Absorption spectrum of the RhB solution (1.0 × 10−5 M) in the presence of Bi2WO6octahedron structures under exposure to visible light. The inset shows the photocatalytic performances under different conditions: without photocatalyst; SSR sample; Bi2WO6octahedron structures; Bi2WO6octahedron structures at pH 7.5; and nanoplates at pH 7.5

It is noteworthy that our octahedron-like hierarchical Bi2WO6shows significantly improved photocatalytic activity in comparison with the sample obtained by SSR. As seen from inset of Fig. 6, only 31% of the RhB can be removed after 6-h irradiation when SSR-produced sample is used as the photocatalyst. The reasons accounting for the better photocatalytic activity of our Bi2WO6structures can be explained as follows: (1) photocatalytic process is mainly related to the adsorption and desorption of molecules on the surface of the catalyst. The relatively high specific surface area of the 3D hierarchical structure and a large number of pores in the structure allow more efficient transport of the organic molecules to the active reaction sites, hence enhancing the efficiency of photocatalysis. (2) The high surface-to-volume ratios of nanoplate subunits are beneficial to the separation/transfer of electrons and holes. Due to the laminar structure, holes generated inside the crystals have greater opportunity to transfer to the surface and act with the RhB. Indeed, as shown in the inset of Fig. 6, nanoplates exhibit much better catalytic ability than SSR sample. (3) Porous appearance in the octahedron-like hierarchical structures may also enhance visible-light transmission and utilization. It should be further pointed out that the 3D hierarchical structures can be readily dispersed due to the micrometer size, avoiding the unwanted aggregations (this exists in nanoplate sample) during the photocatalytic process. Also, the larger size will facilitate the separation and recycling of photocatalysts, which is very important for environmental application.

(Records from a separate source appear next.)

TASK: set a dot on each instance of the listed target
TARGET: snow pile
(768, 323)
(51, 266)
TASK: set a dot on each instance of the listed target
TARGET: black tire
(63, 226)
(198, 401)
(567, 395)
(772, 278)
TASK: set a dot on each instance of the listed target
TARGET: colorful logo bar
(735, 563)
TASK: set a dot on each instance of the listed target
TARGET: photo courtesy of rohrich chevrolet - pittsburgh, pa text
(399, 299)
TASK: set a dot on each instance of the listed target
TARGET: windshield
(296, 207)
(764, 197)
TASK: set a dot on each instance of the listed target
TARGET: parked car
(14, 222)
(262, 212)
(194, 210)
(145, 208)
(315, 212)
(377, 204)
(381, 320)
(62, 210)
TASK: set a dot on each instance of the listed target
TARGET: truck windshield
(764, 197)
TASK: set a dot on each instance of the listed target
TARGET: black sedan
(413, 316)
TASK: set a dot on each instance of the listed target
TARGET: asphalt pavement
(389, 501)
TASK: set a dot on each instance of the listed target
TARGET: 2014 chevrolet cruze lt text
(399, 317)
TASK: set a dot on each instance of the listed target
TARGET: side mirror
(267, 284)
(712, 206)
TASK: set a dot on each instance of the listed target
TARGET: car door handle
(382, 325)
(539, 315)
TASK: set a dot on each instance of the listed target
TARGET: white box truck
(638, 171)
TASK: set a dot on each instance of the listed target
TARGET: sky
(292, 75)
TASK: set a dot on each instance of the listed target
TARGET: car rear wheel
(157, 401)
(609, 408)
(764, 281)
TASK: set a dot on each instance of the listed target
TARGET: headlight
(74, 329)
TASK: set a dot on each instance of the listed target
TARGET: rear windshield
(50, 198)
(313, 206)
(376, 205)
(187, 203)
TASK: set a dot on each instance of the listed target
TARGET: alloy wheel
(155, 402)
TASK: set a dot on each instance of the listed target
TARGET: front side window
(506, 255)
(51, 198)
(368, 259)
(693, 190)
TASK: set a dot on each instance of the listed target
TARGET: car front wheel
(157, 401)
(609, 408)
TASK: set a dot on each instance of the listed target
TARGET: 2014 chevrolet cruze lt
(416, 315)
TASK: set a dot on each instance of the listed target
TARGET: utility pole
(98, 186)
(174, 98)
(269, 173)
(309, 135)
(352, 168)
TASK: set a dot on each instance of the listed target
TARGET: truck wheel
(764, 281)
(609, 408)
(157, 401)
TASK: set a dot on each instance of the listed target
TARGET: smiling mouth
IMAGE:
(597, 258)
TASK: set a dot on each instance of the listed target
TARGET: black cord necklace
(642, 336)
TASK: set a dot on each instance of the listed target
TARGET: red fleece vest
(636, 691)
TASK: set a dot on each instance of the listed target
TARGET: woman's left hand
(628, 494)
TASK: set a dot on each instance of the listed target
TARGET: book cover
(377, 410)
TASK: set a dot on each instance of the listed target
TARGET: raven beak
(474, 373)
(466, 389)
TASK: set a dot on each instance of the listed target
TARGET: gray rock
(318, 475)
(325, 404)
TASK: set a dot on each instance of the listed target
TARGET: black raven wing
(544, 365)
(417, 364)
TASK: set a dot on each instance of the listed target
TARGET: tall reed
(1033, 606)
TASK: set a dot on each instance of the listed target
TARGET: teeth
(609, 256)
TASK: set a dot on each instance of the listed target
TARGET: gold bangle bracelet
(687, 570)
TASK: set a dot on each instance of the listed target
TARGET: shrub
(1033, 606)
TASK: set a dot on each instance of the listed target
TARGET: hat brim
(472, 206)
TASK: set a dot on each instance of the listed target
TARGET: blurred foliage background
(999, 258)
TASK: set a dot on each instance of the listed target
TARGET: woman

In this paper, we report the hydrothermal synthesis of a novel hierarchical octahedron-like structure of Bi2WO6, which has an average size of ~4 μm and consists of many quasi-square nanosheets. The effect of pH value of the precursor suspensions on the formation of octahedron-like Bi2WO6crystals is discussed. Importantly, as a potential visible-light photocatalyst, our octahedron-like Bi2WO6exhibits much better activity for the photodegradation of RhB as compared to the photocatalyst product fabricated by SSR.